Evi darmadağındı; tıpkı duyguları gibi... Her şey bir yerlere savrulmuştu sanki... Ortalıklara atılmış çoraplar, gömlekler, pantolonlar... Mutfakta derin bir içki kokusu yayılıyor... Mutfak masası ve mutfak taşanının üzeri günlerdir yıkanmamış bulaşıklarla dolu... Yerlere saçılan gazete kâğıtları... Dağınık bir yatak... Pijamanın biri bir yerde; diğeri başka bir yere savrulmuş... İçleri izmaritlerle dolu kül tablaları... Birikmiş çöp poşetleri... Toz ve keskin küf kokuları... Sehpanın, televizyonun üzeri toz bulutlarına dönmüş adeta... Odaların kapıları açık... Dikkati çeken şey; bir tek odanın kapısının kapalı olduğu... Mutfağa yöneliyor... Sanki sek sek oynar gibi... Hatıraların üzerindeki tozları kaldırmazsan; tozlanıyordu her şey demek ki... Hüzünlendi...
Buzdolabını açıyor... Seviniyor nedense... Rakısı hala bitmemiş... Üstelik tahmininden de çok görünüyor... Temiz bir bardak arıyor... Rakısını dolduruyor... Yanına bir şeyler hazırlamak gelmiyor içinden... Kapalı odasına yöneliyor...
Olamaz!
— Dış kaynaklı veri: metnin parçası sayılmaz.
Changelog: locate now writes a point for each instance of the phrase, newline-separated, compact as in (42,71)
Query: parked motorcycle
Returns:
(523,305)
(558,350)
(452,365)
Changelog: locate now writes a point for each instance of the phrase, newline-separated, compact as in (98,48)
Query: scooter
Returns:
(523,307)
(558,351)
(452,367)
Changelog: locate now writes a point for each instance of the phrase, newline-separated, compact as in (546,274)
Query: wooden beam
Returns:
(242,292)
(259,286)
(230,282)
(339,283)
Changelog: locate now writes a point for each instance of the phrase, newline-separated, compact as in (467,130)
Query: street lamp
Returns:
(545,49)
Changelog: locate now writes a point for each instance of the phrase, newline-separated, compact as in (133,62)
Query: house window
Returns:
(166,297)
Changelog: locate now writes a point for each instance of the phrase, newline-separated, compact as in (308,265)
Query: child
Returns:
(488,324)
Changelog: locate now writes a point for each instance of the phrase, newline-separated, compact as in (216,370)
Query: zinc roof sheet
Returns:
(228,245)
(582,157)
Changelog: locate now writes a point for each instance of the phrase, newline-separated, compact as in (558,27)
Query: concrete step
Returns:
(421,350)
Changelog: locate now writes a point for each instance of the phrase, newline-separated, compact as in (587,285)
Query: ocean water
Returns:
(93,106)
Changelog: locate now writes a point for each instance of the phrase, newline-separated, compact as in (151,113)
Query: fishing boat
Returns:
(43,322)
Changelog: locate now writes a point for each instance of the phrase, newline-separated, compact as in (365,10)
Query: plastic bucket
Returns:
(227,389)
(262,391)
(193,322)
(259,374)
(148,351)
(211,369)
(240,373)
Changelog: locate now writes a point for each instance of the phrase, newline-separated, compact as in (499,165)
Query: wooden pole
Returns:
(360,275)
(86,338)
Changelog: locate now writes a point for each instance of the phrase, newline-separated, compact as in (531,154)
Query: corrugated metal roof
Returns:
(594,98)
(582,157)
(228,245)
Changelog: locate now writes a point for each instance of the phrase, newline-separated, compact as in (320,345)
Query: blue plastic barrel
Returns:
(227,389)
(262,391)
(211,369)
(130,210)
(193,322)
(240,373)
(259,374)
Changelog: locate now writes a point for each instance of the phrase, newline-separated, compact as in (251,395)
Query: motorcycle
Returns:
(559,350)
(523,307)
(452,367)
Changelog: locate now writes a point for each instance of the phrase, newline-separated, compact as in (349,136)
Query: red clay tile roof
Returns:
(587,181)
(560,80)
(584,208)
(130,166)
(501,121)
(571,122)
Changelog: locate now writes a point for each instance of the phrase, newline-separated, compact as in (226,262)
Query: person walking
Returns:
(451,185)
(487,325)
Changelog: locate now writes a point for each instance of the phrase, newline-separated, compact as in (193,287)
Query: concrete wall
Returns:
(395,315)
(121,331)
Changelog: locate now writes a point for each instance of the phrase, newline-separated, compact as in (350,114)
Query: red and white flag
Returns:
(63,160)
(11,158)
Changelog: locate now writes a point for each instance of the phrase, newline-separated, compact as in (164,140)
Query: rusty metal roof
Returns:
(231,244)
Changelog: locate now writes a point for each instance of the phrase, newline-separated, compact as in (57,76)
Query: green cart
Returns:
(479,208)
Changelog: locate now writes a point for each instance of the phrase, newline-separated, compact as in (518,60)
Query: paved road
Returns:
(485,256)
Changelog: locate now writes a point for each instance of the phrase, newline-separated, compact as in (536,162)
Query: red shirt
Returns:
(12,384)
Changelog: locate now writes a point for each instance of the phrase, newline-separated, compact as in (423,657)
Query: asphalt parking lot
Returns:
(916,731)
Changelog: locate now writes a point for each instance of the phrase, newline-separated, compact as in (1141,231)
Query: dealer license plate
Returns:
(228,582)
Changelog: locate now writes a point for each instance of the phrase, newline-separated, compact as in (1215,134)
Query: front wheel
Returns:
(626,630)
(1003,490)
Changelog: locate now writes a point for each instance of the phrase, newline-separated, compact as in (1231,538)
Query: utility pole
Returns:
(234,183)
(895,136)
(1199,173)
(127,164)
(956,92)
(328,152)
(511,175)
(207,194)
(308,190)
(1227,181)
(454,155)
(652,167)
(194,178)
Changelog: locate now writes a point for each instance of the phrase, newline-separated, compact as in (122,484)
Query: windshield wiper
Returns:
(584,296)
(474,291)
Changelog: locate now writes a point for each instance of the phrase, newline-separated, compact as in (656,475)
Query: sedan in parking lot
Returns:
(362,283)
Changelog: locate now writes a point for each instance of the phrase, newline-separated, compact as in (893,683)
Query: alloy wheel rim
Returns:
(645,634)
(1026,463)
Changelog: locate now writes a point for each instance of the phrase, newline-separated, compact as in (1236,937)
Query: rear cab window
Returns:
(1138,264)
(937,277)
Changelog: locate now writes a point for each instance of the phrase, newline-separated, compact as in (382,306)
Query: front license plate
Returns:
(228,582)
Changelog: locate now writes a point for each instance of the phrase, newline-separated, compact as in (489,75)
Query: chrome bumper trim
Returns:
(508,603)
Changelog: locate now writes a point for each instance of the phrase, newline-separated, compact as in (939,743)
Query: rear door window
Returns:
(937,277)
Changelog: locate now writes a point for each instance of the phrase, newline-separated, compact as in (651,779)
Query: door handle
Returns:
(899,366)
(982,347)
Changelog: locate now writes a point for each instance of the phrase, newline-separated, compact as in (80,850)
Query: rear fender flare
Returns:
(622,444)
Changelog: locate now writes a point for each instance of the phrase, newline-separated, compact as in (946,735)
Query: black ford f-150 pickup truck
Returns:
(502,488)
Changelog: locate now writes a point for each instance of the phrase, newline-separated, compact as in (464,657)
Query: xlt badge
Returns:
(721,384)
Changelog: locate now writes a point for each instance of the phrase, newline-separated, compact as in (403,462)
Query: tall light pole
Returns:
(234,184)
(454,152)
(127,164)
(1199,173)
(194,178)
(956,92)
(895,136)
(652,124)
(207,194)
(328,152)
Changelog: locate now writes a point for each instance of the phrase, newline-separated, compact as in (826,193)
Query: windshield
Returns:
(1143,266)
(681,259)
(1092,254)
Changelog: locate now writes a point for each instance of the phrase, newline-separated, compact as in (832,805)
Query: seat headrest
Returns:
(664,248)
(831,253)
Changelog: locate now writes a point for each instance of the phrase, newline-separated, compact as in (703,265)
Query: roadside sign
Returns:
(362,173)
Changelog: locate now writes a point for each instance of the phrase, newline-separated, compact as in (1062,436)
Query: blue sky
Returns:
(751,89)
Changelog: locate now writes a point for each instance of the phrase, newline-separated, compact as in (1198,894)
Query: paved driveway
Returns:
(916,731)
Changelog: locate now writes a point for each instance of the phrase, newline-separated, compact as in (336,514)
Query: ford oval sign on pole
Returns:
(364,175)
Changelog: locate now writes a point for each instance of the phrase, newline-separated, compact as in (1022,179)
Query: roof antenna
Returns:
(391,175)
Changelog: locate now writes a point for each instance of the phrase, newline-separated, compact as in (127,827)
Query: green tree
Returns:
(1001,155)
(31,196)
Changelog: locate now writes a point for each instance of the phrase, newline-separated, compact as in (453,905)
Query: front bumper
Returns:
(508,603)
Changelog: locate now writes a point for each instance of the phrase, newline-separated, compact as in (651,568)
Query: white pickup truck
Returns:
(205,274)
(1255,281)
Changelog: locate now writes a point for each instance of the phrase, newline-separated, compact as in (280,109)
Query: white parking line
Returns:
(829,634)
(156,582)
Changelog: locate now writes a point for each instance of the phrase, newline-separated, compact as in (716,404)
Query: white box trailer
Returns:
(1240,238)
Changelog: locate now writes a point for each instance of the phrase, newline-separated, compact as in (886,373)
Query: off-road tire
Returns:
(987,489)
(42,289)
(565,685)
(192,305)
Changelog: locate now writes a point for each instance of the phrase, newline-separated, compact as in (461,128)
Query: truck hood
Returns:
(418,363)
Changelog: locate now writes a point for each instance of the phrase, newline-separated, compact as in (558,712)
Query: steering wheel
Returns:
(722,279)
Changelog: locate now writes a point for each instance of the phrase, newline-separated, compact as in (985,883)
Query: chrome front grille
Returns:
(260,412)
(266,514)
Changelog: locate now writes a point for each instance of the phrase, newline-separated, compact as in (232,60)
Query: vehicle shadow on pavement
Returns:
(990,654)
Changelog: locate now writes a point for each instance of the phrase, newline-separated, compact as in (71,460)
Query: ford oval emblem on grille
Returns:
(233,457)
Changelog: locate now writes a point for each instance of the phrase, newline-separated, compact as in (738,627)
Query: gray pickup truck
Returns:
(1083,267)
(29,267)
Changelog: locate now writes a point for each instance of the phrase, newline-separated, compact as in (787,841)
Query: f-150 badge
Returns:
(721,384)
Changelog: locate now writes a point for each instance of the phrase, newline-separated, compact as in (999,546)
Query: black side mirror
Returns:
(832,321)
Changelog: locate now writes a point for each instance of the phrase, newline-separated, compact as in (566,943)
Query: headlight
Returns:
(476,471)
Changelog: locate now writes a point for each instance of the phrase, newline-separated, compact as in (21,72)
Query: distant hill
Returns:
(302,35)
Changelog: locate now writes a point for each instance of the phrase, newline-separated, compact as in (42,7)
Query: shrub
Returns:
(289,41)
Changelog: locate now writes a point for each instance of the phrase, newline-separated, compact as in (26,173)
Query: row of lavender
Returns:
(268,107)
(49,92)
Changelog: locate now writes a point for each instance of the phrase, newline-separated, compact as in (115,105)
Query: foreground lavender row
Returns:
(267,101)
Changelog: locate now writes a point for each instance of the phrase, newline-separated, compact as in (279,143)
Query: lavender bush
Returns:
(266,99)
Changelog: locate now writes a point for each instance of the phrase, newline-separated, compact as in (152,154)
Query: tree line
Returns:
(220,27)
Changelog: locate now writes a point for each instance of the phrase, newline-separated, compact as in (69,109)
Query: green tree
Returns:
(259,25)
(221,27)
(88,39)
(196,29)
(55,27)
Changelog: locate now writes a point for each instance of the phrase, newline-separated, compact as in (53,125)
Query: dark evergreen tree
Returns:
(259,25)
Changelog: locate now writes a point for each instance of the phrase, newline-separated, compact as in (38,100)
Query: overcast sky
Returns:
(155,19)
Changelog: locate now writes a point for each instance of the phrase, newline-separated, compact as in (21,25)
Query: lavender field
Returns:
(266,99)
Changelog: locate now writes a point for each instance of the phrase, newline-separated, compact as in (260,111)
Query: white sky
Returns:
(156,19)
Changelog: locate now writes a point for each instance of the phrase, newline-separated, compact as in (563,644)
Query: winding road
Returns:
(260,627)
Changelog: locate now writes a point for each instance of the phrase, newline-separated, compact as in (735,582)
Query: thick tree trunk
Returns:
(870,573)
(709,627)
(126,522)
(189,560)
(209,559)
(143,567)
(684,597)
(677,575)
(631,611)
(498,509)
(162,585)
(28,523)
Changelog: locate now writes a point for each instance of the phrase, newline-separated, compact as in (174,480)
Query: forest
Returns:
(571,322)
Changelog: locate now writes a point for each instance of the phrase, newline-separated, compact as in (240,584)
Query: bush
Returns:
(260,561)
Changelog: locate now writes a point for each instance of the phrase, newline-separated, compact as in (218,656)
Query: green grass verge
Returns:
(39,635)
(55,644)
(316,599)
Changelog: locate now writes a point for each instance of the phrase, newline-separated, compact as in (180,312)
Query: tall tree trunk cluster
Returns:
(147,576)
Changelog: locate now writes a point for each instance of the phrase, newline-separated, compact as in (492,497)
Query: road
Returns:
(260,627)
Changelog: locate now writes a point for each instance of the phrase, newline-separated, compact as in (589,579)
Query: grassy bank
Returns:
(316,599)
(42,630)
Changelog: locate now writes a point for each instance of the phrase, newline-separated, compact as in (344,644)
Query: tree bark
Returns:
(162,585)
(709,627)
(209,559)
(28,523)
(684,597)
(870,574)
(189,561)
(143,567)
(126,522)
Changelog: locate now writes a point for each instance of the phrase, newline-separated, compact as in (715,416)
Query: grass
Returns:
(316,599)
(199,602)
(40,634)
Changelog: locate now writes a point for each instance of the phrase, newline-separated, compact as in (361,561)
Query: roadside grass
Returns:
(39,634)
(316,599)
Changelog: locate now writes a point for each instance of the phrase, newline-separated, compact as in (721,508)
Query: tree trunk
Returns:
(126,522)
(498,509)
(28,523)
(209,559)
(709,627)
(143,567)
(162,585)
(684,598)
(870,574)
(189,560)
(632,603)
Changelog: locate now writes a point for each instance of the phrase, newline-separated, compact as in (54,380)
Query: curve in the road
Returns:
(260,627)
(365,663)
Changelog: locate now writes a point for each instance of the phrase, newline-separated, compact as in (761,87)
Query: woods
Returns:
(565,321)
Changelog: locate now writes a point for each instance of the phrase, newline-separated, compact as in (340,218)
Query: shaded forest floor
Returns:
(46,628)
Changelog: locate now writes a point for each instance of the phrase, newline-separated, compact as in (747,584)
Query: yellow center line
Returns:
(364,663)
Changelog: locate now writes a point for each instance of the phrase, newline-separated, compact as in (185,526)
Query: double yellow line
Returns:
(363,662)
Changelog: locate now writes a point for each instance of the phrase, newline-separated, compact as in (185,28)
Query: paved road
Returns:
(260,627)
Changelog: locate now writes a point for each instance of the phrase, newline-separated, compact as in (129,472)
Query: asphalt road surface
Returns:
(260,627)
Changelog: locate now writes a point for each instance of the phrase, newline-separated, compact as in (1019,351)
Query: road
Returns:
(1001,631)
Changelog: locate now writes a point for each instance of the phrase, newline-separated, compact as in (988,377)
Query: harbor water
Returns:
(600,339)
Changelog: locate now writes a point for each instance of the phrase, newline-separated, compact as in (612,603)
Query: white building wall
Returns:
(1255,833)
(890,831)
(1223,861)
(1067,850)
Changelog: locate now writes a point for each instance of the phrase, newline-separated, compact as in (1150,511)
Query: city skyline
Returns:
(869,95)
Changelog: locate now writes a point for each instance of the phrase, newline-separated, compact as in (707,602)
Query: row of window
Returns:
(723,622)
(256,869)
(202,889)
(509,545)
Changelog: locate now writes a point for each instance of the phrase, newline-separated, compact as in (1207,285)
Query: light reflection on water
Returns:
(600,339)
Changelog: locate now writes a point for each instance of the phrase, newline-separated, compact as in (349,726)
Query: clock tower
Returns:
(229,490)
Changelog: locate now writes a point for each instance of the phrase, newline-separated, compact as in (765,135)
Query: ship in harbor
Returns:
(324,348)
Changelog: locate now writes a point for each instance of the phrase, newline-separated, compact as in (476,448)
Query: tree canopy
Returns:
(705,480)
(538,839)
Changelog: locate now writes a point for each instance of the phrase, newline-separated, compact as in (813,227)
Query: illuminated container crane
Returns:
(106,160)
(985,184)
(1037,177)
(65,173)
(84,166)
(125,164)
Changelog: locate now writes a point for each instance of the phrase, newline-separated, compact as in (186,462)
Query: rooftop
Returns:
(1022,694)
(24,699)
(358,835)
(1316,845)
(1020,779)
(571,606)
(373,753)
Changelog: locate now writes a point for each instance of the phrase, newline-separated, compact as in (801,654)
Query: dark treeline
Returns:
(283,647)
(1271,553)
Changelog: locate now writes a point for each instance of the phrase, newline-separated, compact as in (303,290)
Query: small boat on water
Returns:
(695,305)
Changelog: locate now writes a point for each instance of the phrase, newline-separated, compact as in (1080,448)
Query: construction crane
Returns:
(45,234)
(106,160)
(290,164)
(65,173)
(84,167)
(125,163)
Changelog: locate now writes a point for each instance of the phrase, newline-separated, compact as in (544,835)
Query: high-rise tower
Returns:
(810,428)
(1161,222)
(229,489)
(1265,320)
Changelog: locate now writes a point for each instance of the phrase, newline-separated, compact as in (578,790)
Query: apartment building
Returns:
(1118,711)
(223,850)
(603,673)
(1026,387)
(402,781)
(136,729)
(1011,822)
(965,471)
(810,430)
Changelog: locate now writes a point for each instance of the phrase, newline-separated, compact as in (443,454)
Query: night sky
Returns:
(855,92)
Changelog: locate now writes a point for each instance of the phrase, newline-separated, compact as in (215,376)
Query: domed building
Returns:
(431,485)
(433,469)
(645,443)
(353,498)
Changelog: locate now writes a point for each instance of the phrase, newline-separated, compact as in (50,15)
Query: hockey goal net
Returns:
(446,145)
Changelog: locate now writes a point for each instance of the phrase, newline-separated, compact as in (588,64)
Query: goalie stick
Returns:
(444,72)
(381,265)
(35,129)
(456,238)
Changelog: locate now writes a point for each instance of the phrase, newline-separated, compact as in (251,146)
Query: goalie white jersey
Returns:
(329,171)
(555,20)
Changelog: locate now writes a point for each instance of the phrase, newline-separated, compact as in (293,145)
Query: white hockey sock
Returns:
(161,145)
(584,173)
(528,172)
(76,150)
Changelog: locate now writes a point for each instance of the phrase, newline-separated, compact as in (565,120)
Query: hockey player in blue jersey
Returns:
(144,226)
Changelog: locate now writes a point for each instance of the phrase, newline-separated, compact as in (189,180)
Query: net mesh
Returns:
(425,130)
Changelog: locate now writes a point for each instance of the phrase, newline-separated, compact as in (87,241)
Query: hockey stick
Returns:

Böyle bir şey... Bir büyük çelişki var içeride... Sanki iki farlı hayat, iki farklı bir ruh... Başka bir hayat karşılıyor onu sanki... İnanılacak gibi değil... Her şey düzenli... Masasında düzenlice duran kitaplar... Zengin bir kitaplık... Tertemiz bir masa... Masanın üzerinde duran küçük bir resim çerçevesi... Bir kız resmi... Kızı olmalı... Düzgün tertemiz bir yatak... İki ayrı ruh, iki ayrı bir hayat yaşanan...Hem de aynı evde...
Bir müzik seti... Elleriyle uzanıyor ve’Andres Segovıa’ nın gitarının sesine bırakıyor kendini... İçkisinden kocaman bir yudum alıyor... Elindeki kâğıtlardan bir tanesini okumak için alıp, sırt üstü uzanıyor yatağına... Okumanın keyfine dalıyor yeniden... Öykünün akışına bırakıyor kendini...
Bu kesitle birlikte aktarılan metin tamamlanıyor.